All Weather News


10 Sep 2017, 10:12 pm


As hurricane Irma sweeps across Florida it brings with it storm surge.



We often refer to storm surge as a “wall of water” which brings to mind tsunamis.


So what is the difference between a tsunami and storm surge?

They are both long gravity waves which get amplified in shallow water, but they are caused by totally different phenomena.

Storm surge is cause by hurricanes and happens far more often than tsunamis. Storm surge is cause by on shore winds pushing water on to the coastline on the left side of the hurricane as it spins counter clockwise.

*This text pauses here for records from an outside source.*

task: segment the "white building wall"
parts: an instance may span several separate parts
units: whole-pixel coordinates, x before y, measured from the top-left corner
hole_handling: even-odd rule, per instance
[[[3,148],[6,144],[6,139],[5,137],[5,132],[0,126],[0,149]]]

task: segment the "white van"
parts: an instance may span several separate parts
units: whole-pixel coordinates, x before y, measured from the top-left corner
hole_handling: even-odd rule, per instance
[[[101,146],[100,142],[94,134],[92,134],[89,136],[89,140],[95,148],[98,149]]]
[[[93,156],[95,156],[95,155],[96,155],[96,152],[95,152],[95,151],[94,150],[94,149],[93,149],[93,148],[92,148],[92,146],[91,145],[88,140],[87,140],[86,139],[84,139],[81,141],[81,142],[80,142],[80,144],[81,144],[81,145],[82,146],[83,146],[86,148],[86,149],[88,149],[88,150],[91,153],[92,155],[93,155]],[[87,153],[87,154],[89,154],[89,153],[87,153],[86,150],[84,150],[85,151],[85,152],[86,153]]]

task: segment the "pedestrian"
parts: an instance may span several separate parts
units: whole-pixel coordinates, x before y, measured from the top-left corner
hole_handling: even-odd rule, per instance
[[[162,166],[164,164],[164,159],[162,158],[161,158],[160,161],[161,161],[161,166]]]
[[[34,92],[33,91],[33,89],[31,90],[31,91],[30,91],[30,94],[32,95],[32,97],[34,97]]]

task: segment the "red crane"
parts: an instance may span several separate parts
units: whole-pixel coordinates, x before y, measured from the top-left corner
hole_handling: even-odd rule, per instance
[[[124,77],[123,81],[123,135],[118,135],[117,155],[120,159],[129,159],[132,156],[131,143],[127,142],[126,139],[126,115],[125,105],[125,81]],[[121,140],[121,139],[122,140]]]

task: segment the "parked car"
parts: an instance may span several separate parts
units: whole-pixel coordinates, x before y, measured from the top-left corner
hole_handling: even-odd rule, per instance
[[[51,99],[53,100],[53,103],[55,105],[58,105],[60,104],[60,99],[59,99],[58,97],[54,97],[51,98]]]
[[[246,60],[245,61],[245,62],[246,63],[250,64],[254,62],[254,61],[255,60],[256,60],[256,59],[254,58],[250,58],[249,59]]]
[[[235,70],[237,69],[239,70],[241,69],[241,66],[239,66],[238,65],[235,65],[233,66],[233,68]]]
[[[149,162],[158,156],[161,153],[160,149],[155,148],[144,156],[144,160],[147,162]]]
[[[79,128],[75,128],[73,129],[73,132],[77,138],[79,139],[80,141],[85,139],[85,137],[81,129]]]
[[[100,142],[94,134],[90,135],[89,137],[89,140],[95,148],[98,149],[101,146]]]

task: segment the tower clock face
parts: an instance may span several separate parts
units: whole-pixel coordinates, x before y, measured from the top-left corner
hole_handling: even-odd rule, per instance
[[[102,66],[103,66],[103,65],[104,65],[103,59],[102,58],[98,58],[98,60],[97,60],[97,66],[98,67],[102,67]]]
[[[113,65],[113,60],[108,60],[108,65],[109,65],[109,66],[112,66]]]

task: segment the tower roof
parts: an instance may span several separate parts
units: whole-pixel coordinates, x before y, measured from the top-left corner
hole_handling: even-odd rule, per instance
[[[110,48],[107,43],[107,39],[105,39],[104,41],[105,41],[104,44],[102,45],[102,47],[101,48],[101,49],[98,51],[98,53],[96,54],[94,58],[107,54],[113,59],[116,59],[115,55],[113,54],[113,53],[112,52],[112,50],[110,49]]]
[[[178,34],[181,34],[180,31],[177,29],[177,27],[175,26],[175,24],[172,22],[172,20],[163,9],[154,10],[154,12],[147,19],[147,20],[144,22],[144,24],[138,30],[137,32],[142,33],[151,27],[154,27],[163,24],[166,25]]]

Tsunamis occur far less often than storm surge and bring with them much more loss of life and damage.  While they are both a wall of water, tsunamis originate from earthquakes or seismologic activity. Tsunamis can reach thousands of miles where storm surge occurs right along the coastlines.

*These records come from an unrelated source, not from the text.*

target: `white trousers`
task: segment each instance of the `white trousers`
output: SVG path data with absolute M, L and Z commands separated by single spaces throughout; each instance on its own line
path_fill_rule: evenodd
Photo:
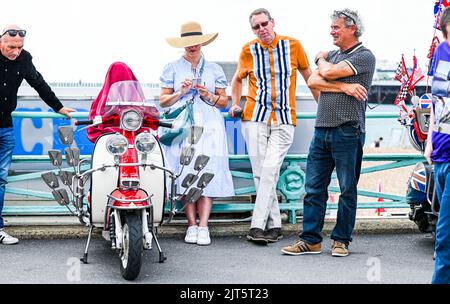
M 247 144 L 256 187 L 251 228 L 265 230 L 281 227 L 276 187 L 284 157 L 294 140 L 294 131 L 292 125 L 242 122 L 242 135 Z

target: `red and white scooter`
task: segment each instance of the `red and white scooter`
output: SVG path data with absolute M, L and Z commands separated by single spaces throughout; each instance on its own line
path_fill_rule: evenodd
M 87 263 L 93 229 L 101 228 L 102 236 L 111 242 L 111 249 L 119 253 L 122 276 L 134 280 L 141 269 L 143 250 L 151 249 L 152 242 L 158 248 L 159 262 L 166 259 L 155 228 L 163 224 L 166 202 L 170 203 L 166 210 L 169 215 L 166 222 L 170 222 L 178 211 L 177 202 L 193 203 L 202 195 L 214 176 L 204 173 L 199 178 L 209 157 L 197 157 L 194 165 L 197 175 L 186 176 L 182 183 L 186 191 L 176 195 L 175 182 L 181 172 L 175 173 L 165 167 L 164 152 L 156 133 L 158 127 L 171 127 L 171 124 L 159 120 L 158 109 L 145 100 L 137 81 L 114 83 L 102 115 L 91 121 L 75 123 L 82 124 L 117 127 L 118 132 L 103 134 L 97 139 L 90 168 L 86 170 L 84 167 L 88 160 L 80 160 L 79 149 L 72 147 L 73 127 L 60 127 L 59 137 L 68 146 L 65 156 L 71 168 L 61 168 L 62 154 L 59 150 L 49 151 L 49 156 L 53 165 L 59 168 L 59 178 L 71 195 L 66 189 L 59 188 L 55 172 L 44 173 L 42 177 L 53 189 L 55 200 L 67 206 L 81 223 L 89 226 L 81 261 Z M 193 145 L 198 142 L 201 133 L 201 127 L 191 128 L 189 145 L 183 148 L 180 155 L 183 167 L 192 161 Z M 89 186 L 89 178 L 90 195 L 86 203 L 85 188 Z M 193 184 L 197 180 L 195 187 Z M 166 181 L 171 183 L 168 196 Z

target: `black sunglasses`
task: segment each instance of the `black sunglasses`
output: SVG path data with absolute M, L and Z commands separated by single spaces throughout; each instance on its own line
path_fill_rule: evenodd
M 11 37 L 16 37 L 17 34 L 19 34 L 20 37 L 25 37 L 25 35 L 27 34 L 26 30 L 6 30 L 3 32 L 2 36 L 4 36 L 6 33 L 9 34 L 9 36 Z M 0 37 L 2 37 L 0 36 Z
M 270 22 L 270 20 L 267 20 L 267 21 L 255 24 L 252 26 L 252 29 L 257 31 L 257 30 L 259 30 L 260 27 L 266 27 L 269 24 L 269 22 Z
M 347 17 L 348 19 L 350 19 L 351 21 L 353 21 L 353 24 L 356 25 L 356 20 L 355 18 L 353 18 L 352 16 L 350 16 L 347 13 L 344 13 L 343 11 L 336 11 L 339 15 L 344 15 L 345 17 Z

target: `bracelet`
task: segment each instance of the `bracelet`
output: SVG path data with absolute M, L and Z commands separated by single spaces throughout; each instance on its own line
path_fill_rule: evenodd
M 220 95 L 217 95 L 217 100 L 216 100 L 216 102 L 214 103 L 213 107 L 216 106 L 216 104 L 219 102 L 219 99 L 220 99 Z
M 320 59 L 323 59 L 323 57 L 317 57 L 316 60 L 314 60 L 314 63 L 315 63 L 316 65 L 319 65 Z

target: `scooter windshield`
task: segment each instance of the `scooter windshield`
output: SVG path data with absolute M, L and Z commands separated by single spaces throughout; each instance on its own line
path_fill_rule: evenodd
M 155 104 L 146 101 L 138 81 L 119 81 L 111 85 L 102 116 L 120 114 L 133 108 L 147 118 L 159 119 Z

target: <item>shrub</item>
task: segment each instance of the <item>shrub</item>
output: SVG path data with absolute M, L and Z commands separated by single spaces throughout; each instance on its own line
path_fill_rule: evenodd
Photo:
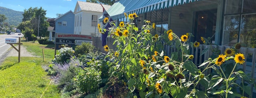
M 44 41 L 43 42 L 43 45 L 51 45 L 53 44 L 52 41 Z
M 85 68 L 77 70 L 77 75 L 74 79 L 81 91 L 92 93 L 97 90 L 101 82 L 101 72 L 93 68 Z
M 45 41 L 47 40 L 47 39 L 46 38 L 38 39 L 38 42 L 40 44 L 42 44 L 43 42 L 44 42 L 44 41 Z
M 75 51 L 72 48 L 64 47 L 59 50 L 59 53 L 55 56 L 53 61 L 57 63 L 63 63 L 70 60 Z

Tsunamis are energy dependent and it dosen’t matter what hemisphere they occur in. Once an earthquake happens scientists can predict where the tsunami might make landfall based on the size of the ocean.  In the Pacific ocean it can take 8-10 hours to travel long distances, where in the Indian ocean it can make landfall in under 3 hours.

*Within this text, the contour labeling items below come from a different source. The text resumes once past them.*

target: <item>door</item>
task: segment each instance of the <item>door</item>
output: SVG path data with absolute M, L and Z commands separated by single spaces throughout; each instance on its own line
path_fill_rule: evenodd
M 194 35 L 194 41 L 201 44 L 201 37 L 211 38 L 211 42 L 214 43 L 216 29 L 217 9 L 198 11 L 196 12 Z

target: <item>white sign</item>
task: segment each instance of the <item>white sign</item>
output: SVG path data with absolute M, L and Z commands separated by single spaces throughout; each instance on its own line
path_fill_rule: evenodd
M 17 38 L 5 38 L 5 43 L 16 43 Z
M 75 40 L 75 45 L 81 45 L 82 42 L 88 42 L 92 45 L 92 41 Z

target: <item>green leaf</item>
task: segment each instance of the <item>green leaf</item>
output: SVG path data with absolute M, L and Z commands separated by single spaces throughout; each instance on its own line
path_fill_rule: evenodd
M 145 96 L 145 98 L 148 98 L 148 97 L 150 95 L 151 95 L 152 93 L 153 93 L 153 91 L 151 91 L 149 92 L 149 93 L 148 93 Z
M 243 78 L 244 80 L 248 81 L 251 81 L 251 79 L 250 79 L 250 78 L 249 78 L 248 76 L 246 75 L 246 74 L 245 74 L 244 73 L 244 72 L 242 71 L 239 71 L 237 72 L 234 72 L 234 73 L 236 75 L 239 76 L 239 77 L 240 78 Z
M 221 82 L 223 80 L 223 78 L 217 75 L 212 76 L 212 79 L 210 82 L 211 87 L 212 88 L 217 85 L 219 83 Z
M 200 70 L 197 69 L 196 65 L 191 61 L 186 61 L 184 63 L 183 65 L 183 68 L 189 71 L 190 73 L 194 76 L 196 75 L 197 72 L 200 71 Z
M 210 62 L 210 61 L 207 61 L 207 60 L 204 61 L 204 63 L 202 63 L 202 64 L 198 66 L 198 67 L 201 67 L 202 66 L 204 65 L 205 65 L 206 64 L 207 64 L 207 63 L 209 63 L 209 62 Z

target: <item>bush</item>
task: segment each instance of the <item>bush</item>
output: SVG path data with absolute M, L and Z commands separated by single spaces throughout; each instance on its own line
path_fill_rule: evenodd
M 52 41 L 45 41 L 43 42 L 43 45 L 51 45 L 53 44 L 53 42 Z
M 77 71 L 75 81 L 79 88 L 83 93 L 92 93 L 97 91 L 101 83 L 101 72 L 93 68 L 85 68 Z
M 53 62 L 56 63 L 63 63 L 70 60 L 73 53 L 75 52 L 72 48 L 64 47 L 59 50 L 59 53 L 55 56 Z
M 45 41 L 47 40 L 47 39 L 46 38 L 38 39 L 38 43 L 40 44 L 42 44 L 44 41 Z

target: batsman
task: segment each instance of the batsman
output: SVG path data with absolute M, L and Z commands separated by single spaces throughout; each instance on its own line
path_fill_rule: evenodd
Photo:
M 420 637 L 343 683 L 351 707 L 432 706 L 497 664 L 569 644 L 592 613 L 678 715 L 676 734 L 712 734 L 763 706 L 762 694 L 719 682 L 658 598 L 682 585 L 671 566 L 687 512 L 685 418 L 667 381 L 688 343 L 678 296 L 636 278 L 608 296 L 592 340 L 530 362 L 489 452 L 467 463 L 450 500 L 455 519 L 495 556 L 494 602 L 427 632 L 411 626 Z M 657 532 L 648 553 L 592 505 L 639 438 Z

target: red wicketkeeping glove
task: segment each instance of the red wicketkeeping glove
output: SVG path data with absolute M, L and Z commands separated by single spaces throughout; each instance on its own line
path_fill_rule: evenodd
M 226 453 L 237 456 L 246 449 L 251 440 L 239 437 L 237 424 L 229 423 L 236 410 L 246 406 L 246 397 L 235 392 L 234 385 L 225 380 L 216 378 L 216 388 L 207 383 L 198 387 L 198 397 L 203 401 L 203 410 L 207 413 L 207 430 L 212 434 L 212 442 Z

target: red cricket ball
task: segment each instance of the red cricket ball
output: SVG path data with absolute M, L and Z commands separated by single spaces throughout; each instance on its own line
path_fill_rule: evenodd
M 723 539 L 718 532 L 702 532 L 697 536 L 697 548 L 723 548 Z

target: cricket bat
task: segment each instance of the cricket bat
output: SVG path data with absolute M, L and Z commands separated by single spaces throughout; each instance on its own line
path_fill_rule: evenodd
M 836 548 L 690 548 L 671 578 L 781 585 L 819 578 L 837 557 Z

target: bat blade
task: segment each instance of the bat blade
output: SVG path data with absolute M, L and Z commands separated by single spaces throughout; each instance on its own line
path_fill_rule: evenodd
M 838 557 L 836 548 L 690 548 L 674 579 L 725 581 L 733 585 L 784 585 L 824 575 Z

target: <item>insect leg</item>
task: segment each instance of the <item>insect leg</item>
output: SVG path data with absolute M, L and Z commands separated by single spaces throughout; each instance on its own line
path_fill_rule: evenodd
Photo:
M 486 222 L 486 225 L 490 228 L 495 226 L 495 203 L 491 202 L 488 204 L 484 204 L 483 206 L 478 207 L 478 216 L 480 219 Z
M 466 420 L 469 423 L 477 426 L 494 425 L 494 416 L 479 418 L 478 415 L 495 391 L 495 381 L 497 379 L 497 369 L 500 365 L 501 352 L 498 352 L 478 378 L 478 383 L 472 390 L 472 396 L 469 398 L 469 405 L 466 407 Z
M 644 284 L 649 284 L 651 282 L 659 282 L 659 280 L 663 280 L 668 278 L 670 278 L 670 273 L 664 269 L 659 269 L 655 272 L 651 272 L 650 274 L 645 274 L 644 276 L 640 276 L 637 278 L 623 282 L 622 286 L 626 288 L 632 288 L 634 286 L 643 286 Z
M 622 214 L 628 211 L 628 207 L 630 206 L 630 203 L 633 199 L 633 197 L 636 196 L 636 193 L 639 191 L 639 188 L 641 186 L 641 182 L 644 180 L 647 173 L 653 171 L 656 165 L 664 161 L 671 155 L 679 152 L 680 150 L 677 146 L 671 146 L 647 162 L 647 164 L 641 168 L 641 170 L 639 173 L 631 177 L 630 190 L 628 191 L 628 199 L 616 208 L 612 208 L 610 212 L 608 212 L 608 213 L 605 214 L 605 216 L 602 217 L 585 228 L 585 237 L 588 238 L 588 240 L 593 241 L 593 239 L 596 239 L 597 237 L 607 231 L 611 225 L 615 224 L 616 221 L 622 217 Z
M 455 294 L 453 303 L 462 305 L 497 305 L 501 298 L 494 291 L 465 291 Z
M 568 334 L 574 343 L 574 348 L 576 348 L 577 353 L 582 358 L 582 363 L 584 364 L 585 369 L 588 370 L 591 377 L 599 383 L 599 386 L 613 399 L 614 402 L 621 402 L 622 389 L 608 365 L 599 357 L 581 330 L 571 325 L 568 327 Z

Storm surge on the other hand can be predicted days out based on forecasts of the track of the hurricane.  We forecast big storm surge in south Florida several days before Irma made landfall and shortly after landfall we saw scenes like this one in Miami.



Both storm surge and tsunamis are walls of water that quickly come on shore and can cause massive destruction.  Fortunately we can predict storm surge days before it occurs unlike tsunamis so residents of affected areas can make the necessary preparations.